Then something strange happens. You may find that you have become someone’s hero. That can be very flattering. It can also backfire when you realize that yes, you are not a perfect person. That means you are bound to disappoint someone. They will see that you are not a hero cast in stone.
One creator is my age, younger by a matter of months. We took similar paths in college, only I went to my siblings’ alma matter and he went to art school. While I was working at grad school and editing novellas, he was publishing comics that were an instant hit with the masses. Finding this out made me jealous and questioning what I was doing with my life. Regrets hit, and some resentment.
Then this past week, some friends told me some harsh truths about this person. They may have broken up a happy relationship, something that I have never done. And to add insult to injury, they put this dynamic in one of their creations, at least according to the people that I know who have seen the media in question. (I’m a recluse and it takes a lot for me to go out on dates and give people a chance romantically.)
I felt disappointment. And a bit of relief. This person was not tackling life or true love well. They had created something great and found success, but I didn’t have to compare myself to them.
WorldCon was the first time someone came up to ask for an autograph. It was nice, and scary. People may actually look up to me.

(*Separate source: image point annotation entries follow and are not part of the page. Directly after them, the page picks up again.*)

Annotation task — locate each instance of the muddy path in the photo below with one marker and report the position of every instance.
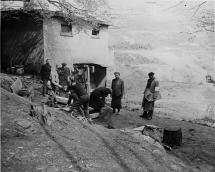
(198, 148)
(71, 145)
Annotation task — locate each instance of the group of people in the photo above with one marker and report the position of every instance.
(96, 99)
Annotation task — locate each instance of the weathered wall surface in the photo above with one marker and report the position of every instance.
(22, 43)
(78, 48)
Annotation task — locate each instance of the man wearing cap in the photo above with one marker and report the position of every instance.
(151, 94)
(45, 74)
(97, 98)
(117, 87)
(63, 73)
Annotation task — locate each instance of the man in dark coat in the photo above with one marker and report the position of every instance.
(97, 98)
(63, 74)
(117, 87)
(79, 96)
(45, 74)
(151, 94)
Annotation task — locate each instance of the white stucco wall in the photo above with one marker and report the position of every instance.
(79, 48)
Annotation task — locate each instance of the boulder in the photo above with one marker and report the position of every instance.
(6, 82)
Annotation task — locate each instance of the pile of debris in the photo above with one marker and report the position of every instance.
(15, 85)
(167, 138)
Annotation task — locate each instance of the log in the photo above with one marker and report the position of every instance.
(172, 137)
(62, 100)
(16, 86)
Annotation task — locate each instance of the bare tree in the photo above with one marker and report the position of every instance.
(206, 21)
(75, 11)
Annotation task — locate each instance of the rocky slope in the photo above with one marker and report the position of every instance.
(160, 36)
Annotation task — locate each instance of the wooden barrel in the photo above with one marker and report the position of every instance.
(172, 136)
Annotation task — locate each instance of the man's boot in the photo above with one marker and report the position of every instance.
(144, 115)
(149, 115)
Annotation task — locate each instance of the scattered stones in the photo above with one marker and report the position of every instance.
(23, 123)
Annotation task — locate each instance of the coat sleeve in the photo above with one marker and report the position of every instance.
(42, 71)
(112, 85)
(156, 83)
(122, 87)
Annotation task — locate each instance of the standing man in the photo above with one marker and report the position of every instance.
(97, 98)
(63, 74)
(79, 95)
(117, 87)
(45, 74)
(151, 94)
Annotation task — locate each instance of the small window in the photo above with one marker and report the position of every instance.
(95, 33)
(66, 30)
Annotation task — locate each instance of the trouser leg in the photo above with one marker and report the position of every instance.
(149, 115)
(44, 87)
(114, 110)
(118, 109)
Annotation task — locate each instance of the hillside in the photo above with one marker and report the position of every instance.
(71, 145)
(162, 36)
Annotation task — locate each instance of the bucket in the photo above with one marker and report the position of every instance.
(12, 69)
(20, 70)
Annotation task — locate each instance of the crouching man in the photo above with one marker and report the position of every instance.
(79, 96)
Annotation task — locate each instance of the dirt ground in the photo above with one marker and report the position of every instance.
(198, 140)
(72, 145)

I am not a perfect person. Far from it. Most days, I wake up with my hair standing on one end and I hate folding laundry or making my bed. When I’m angry, I scowl and make sarcastic remarks. I also think that it’s a crime to put pineapples on pizza and don’t know what people are thinking that such a digestive fruit would go with cheese.
But there is one thing I will try to do: be kinder every day. Not because someone might be looking up to me, because I want to be proud of the person I am now, and have fewer regrets.